Watch the clock
When it comes to touching up your roots at home, there’s a hard and fast rule with how much time can pass before reaching for the hair dye again. “Always try to reapply your root colour in intervals of less than six weeks,” says Klontz. “It’s crucial that your natural roots are no more than an inch away from the scalp.” If your roots become too long, no matter whether you’re using a temporary hair dye, semi-permanent hair colour or permanent dye, the colour can become uneven and patchy on your roots as it may take differently depending on the section of regrowth.

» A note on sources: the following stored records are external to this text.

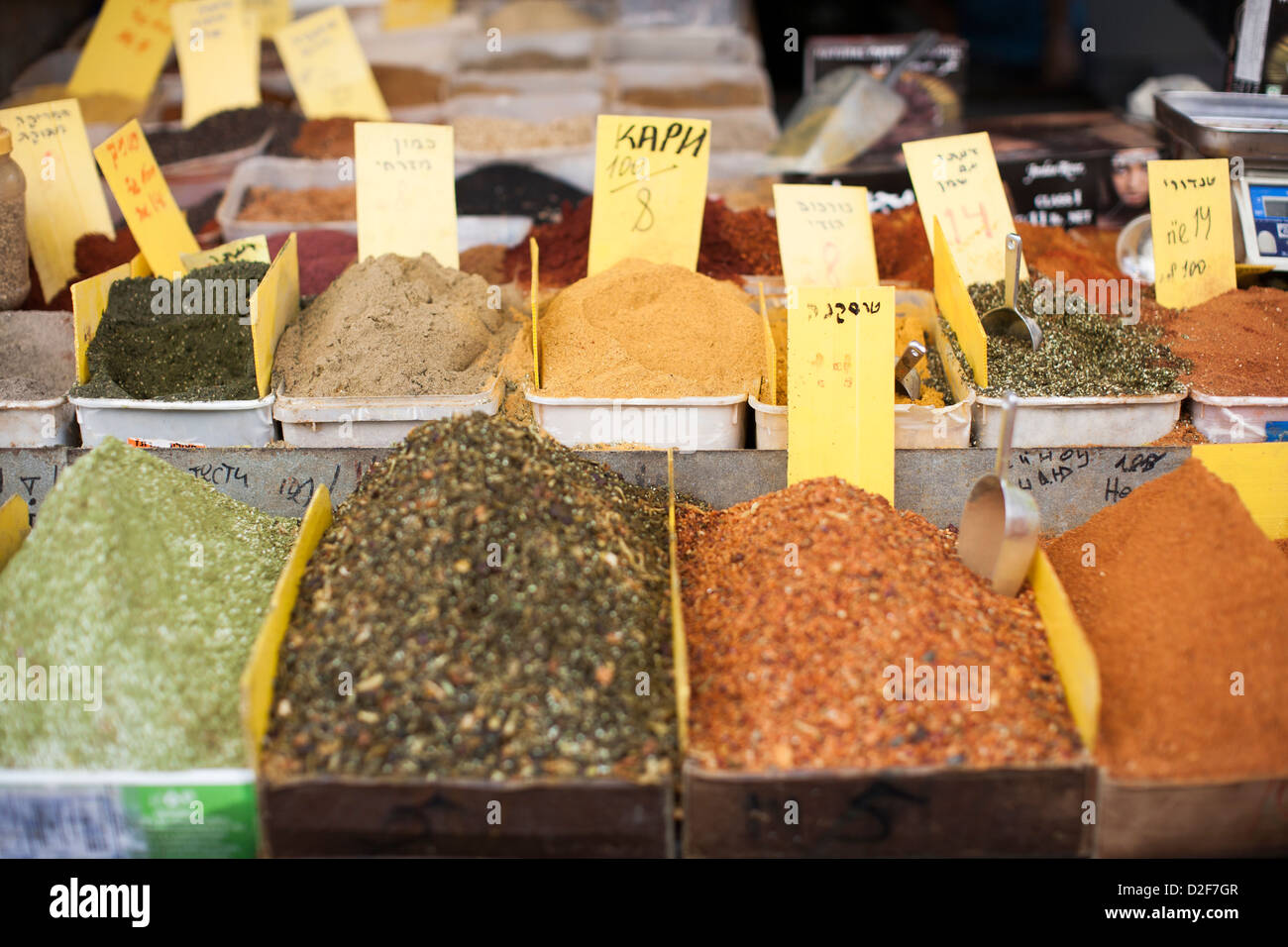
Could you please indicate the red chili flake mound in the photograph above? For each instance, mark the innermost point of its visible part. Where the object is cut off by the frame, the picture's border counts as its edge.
(734, 244)
(1185, 591)
(798, 603)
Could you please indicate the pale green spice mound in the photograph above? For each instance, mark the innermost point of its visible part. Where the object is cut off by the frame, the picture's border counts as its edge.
(114, 577)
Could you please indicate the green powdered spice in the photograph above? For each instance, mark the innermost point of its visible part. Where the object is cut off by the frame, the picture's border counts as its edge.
(142, 571)
(487, 604)
(188, 344)
(1083, 354)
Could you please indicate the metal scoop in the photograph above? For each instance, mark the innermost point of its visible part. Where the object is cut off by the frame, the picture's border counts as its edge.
(906, 377)
(1006, 320)
(1000, 522)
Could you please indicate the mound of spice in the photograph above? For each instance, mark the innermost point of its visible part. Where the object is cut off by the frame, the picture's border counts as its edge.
(1083, 354)
(799, 608)
(193, 350)
(394, 326)
(38, 356)
(649, 330)
(494, 598)
(304, 205)
(502, 188)
(1179, 591)
(228, 131)
(1237, 343)
(170, 585)
(734, 244)
(323, 256)
(715, 94)
(494, 134)
(407, 85)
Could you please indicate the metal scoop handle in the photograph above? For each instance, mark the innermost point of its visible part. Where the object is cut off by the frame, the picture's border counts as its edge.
(1004, 442)
(1013, 269)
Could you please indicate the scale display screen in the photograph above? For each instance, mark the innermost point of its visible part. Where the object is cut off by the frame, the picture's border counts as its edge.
(1270, 218)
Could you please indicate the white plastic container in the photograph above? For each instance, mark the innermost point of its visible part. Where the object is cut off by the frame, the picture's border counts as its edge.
(176, 423)
(1224, 419)
(374, 421)
(687, 424)
(295, 174)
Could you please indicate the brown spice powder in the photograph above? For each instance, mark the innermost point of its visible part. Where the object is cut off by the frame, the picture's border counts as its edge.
(1185, 590)
(1237, 343)
(795, 605)
(649, 330)
(307, 205)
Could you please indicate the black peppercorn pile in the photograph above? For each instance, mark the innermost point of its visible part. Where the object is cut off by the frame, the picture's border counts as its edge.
(492, 600)
(1083, 354)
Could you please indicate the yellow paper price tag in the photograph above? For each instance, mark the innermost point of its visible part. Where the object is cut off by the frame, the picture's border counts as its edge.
(125, 51)
(953, 302)
(840, 386)
(651, 189)
(273, 14)
(536, 283)
(273, 307)
(406, 191)
(64, 198)
(14, 526)
(824, 235)
(158, 224)
(329, 69)
(400, 14)
(257, 681)
(956, 179)
(89, 300)
(1258, 472)
(246, 250)
(1193, 231)
(218, 56)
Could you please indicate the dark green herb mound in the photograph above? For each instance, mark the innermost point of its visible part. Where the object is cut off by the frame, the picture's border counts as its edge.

If you’re bleaching your roots, Klontz says that the longest your roots should be is half an inch. If you’re nervous about your roots showing between dye sessions, try a L’Oréal hair colour root cover-up spray to hide your regrowth. L’Oréal Paris Magic Root Cover Up comes in seven shades, from light blonde to black, so there’s a shade for every hair colour and the foolproof formula rinses out in the shower. Simply spritz it on any areas of root you want to camouflage and go.
When retouching your roots at home, Klontz says that hair texture doesn’t make a big difference with how the dye will take to your hair, but it does play a role in application. Your technique for dyeing your hair will help your colour go on evenly (or subsequently unevenly). “If you have thick hair, you want to take very small sections so that you don't miss any spots,” recommends Klontz. Section off your hair before application so that once the dye is ready to go, you have your plan of action sorted. If you have super-curly locks, she advises straightening your hair before sectioning it off to make your mane more manageable.
Mind your moisture
The number one thing to consider when retouching your roots at home is the condition of your hair. Dry hair takes colour differently than hydrated hair, and the tone may vary depending on the shape of your mane. “If your hair is dry or damaged, you might want to try a colour that is one to two [shades] lighter than what your desired hair colour is,” says Klontz. Dry hair tends to absorb extra pigment, making the end result look darker than intended. If you have the time pre-hair colouring, opt for a few deep-conditioning treatments like a nourishing hair mask or a hydrating cap mask like EverPure Aloe Blossom Deep Moisture Hair Mask, which will get your strands in tip-top condition before you touch up your roots.
Grey hair hack
Silver hair can be extra-tricky to colour as its texture can be thicker and a bit wiry, making root touch-ups a challenge. “Grey hair can sometimes be resistant to taking colour, so you can help it absorb by doing a pre-softening treatment first,” says Klontz. She has a simple hack that involves your tweaking the application of your grey hair dye. “Each box of dye comes with a tube of colour and another solution called ‘developer,’ she says. “Take a very small amount of the developer (about 5 mL) and apply it alone to your hairline [where your grey hair appears].” She then suggests mixing the remainder of the developer and dye together and applying it to your roots. “That small amount of developer softens the cuticle of the grey strand so that the colour is able to penetrate easier.”
With row after row of hair colour lining beauty aisles, finding the right fit for your roots can seem impossible. Klontz says to narrow in on the shade that is the closest match to your natural hair colour, if possible. Her rule of thumb? Don’t go more than one shade lighter or one shade darker than your natural hue. For example, if you naturally have medium
brown hair, pick a shade that has medium brown, light brown or dark brown on the box.